Well after getting into the install, I came to a decesion regarding the wiring of the pump. I had intended to run the wires on the tank to make the sender easier to remove, but after much pondering of the situation, I decided to run the wires the same way I did before. I also have installed a terminal block to the pump and sender wires so I can remove the sender without taking the wiring off of the sender. I pondered that issue of the connection for some time as well. I did find a very high quality connector I could have used, but decided the terminal block was the safest way to go. As I said, there really is no room for a screw up here floks, one spark and its all over. I did not feel the actual tank material was thick enough to install the wiring through. I wanted to make sure there would be zero issues with the wiring. I wanted to make the seder totally seperate from asnything dealing with the pump, but for sefety reasons I ran the wiring the way I felt was the safest, not as convenient, but safe.

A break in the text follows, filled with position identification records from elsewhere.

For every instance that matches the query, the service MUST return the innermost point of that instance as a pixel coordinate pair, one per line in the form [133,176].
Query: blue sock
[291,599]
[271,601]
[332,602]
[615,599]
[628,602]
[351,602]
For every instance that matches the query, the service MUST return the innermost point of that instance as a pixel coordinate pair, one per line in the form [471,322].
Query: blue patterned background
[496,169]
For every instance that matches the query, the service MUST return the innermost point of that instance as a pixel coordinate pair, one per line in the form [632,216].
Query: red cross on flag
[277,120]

This is the whole assembly of the pump and bracket. The bad thing about this setup is that I had to install the pump on the bracket after it was in the tank. I could not fit the pump through the sender hole. I did decided to assemble the output line and pickup on the pump and then secure it to the bracket Via the two clamps. This should be a good strong install. The hardest thing to do is tighten down the hose fitting and the pump wires with the sender partially installed into the tank, but it is not unmanageable. I used stainless steel hardware to secure the pickup bracket and the pump bracket and poly locks to ensure nothing would come lose and no rust. That was just a precaution as all of us know with the high quality of fuel here in the US the chances of water in the fuel is remote LOL yea right. The pump output hose is teflon. I am not a big fan of teflon hose, but I wanted to stay away from rubber for in the tank. I had to come up with a creative way of tightening the hose so it did not kink at the connection and leak. What I used was a spare spring clamp, cut the ears off so that it was basically a spring loaded metal circle and clamp. I then used a stock fuel injector clamp over the whole thing to tighten it down and get an even compression the entire circumference of the hose. The calmp is also stainless steel.

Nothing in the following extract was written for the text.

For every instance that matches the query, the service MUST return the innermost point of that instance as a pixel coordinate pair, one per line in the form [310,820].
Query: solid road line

I used #10 oil proof and gasoline proof copper wire on the sender. I utilized wire crimp connectors, crimped the connector and also soldered the connector. I finished up the wires with heat schrink to add to the durability of the wire and to provide additional insulation for the crimp connector. One Note: I have also ran #10 wire from the fuel pump relay all the way back to the fuel pump. I learned early on that there was a voltage drop across the stock wiring when the pump was requiring a good amount of current to pump the fuel at high pressure levels. Unfortunately, the bigger wire did not solve my problem so that is when I did the twin turbo fuel pump in the car.
Anyway, that is about it for the in tank fuel pump.

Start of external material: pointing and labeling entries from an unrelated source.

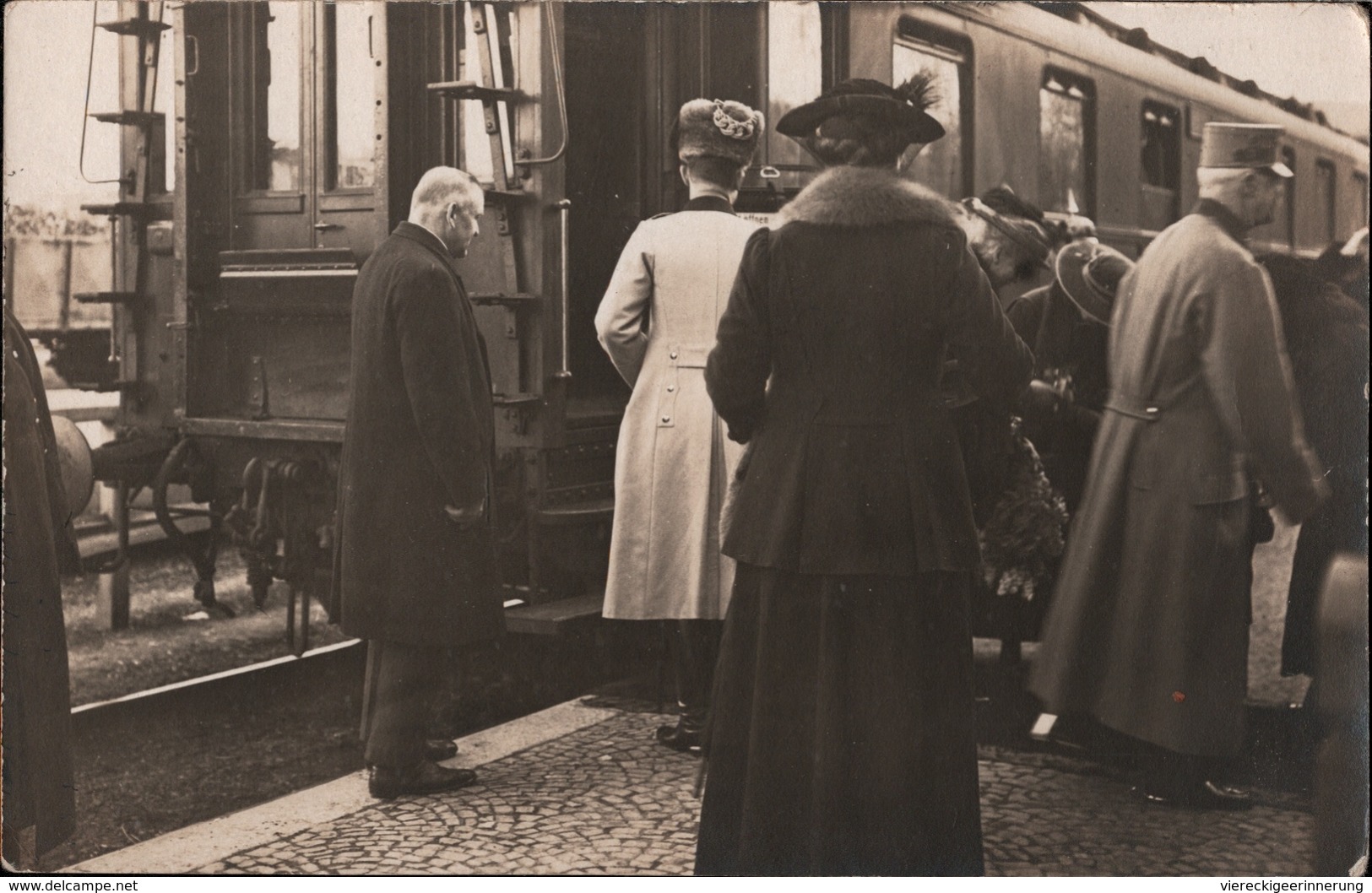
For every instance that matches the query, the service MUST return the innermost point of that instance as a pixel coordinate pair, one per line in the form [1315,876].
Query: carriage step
[136,28]
[120,208]
[106,296]
[129,116]
[515,399]
[574,513]
[553,618]
[471,89]
[507,195]
[500,298]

Fuel Pump Selection answers
When I first started doing upgrades to my car the first thing I had to do was to install a high flow fuel pump.
My first pump was the Porsch 944 turbo external fuel pump and that part worked very well with 3 BAR static fuel pressure. I needed to go to 4 BAR fuel pressure to get the flow from smaller injectors that were utilized in the JWT Nissan ECU upgrade. The Bosch pump started falling apart at 70 psi of pressure. That is 58.8 psi of static fuel pressure and 11psi of boost on the pressure regulator. I was getting about 3000cc's of fuel and needed about 3300cc,s of fuel.
I began to look for a better solution in fuel pumps. I looked Walbro, Holley, MSD fuel pumps, and just about anything I could get on external fuel pumps from anyone. I found that all of these pumps, no matter what they were rated at, when you looked at the data sheet on them had a serious dropoff when the pressure got to about 80psi.
I asked JWT what pump they used for their application and the answer was the Nissan Twin Turbo pump. Great it was an in tank fuel pump and I was not keen on installing an in tank pump. I could not find what was a viable solution to my problem so I got a pump and started looking at ways to get it installed. I did get it installed with much hassle and it worked the VERY BEST of all the pumps I looked at.
I did extensive testing of this pump and here is what I came up with. The pump will deliver at least 3300 cc's of fuel to the injectors at 90 psi of fuel pressure, measured at the pump outlet. I did find there was a 4psi presssure drop in the zx system up to the regulator. I am not sure if it is the -6 AN fittings causing the pressure drop or the fuel damper (stock unit) or the filter or what. I just know to expect a 4psi drop in fuel pressure at my regulator.
There is one other option that has worked for another person I know regarding the external fuel pumps. AFTER, ALWAYS AFTER, I completed my work,MSD came out with a box that is a voltage stepper for fuel pumps. What tis box does is to increase the voltage to the fuel pump and it is triggered by the boost of a turbo engine. The manifold pressure is fed directly into the box via a vacuum line that is attached to a pressure sensor, and that monitors the engine, so when it comes up on boost, it starts adding voltage to the fuel pump to increase the fuel flow.
This unit has worked for a guy in the same boat as me, high static fuel pressure and high boost applications. So this is an option to doing the intank install like I did.
I only know one thing, the twin turbo fuel pump is an animal of a pump, and will have no difficulty supplying the correct volume of fuel to my new 72Lb injectors at 3 BAR fuel pressure. So when you start adding up the cost of other solutions, like MSD's recommendation of parallel pumps, the cost gets high for the pump setup. So for 250.00 out the door from Nissan, that is the cheapest, and best solution for anyone if they are up to an intank install if they dont already have one.
I consulted MSD on their recommendations on a pump solution, and their first comment was to get a larger injector. Not the answer I wanted to hear. So after explaining to them I could not just change injectors, they suggested a parrallel pump configuration. So the price of a fuel delivery went up considerably, not to mention I had to get two pumps mounted on the car, find a way to get two pump pickups into my tank and go for it. That wasn't the solution I wanted to hear either. So the two pump case was not really viable. Then I considered doing a boost pump in the tank and an external pump in series. This option is utilized by many car manufacturers, but you will get nominal gains of 10%-15% overall flow. So that was not a good solution either.
I gave the twin turbo pump a shot and figured if I did not do all that it was said to do, at least I could always go with the series setup and get to where I wanted. The pump worked, and for the cost of the pump it was the best deal around. One other thing, Nissan also makes a bigger pump for the skylines that puts out about 10% more fuel then the twin turbo pump does so woohoo. This issue is put to bed, and I can finally not have to worry about the fuel gauge readings as both gauges are now accurate.